Single by MacKenzie Porter

from the album Nobody's Born with a Broken Heart
- Released: November 19, 2021
- Recorded: 2020
- Genre: Country pop
- Length: 2:48
- Label: Big Loud
- Songwriters: MacKenzie Porter; Lydia Vaughan; Will Bundy;
- Producer: Joey Moi

MacKenzie Porter singles chronology
| "This Sucks." (2021) | "Pickup" (2021) | "One Too" (2022) |

Music video
- "Pickup" on YouTube

= Pickup (song) =

2022 single by MacKenzie Porter

"Pickup" is a song co-written and recorded by Canadian country artist MacKenzie Porter.

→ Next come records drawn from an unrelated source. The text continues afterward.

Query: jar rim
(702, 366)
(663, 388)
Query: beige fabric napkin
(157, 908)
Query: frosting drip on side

She wrote the track with Lydia Vaughan and Will Bundy, while it was produced by Joey Moi. It is the lead single from Porter's 2024 studio album Nobody's Born with a Broken Heart.

==Background==
After holding many writing sessions over Zoom during the COVID-19 pandemic, Porter wrote "Pickup" with several co-writers in one of her first writing sessions back in-person. She stated that it "felt like a really special song," adding that she's "never been more excited to release a song".

==Critical reception==
Rock N' Load stated that the song "features a bright, open-road feel, a rush of lush vocals and a hooky, modern-timeless presentation, as her mind and heart race with full-throttle nostalgia". Country 100 named the song their "Fresh Music Friday Song of the Day" for February 4, 2022.

==Accolades==

| Year | Association | Category | Result | Ref |
| 2022 | Canadian Country Music Awards | Songwriter(s) of the Year | Nominated |  |
| Video of the Year | Nominated |

==Commercial performance==
"Pickup" reached a peak of number one on the Billboard Canada Country chart for the week of June 18, 2022, marking Porter's fourth career number one in her home country. The song also peaked at number 65 on the Canadian Hot 100 for the same week. It has also been certified Platinum by Music Canada.

==Music video==
The official music video for "Pickup" premiered on CMT on March 12, 2022, and on Paramount's billboard in Times Square in New York City. It was directed by Justin Clough, and features a young girl playing with Barbie dolls, with Porter and two other actors occasionally taking the place of the dolls and portraying the story of the song. Her co-writer Lydia Vaughan came up with the "‘Barbie comes to life but doesn’t get the guy in the end’ idea" for the video, with Porter saying she "really wanted the video to tell the story of a breakup in a unique way". She added that "even though "someone’s life looks ‘perfect’ on paper, that never really reflects reality. Nobody’s life is perfect, and we all get our hearts broken at some point". Her dog Willa made an appearance in the video as well.

==Charts==

Chart performance for "Pickup"
| Chart (2022) | Peak position |
|---|---|
| Australia Country Hot 50 (The Music) | 2 |
| Canada (Canadian Hot 100) | 65 |
| Canada Country (Billboard) | 1 |

==Certifications==

| Region | Certification | Certified units/sales |
| Canada (Music Canada) | Platinum | 80,000^{‡} |
^{‡} Sales+streaming figures based on certification alone.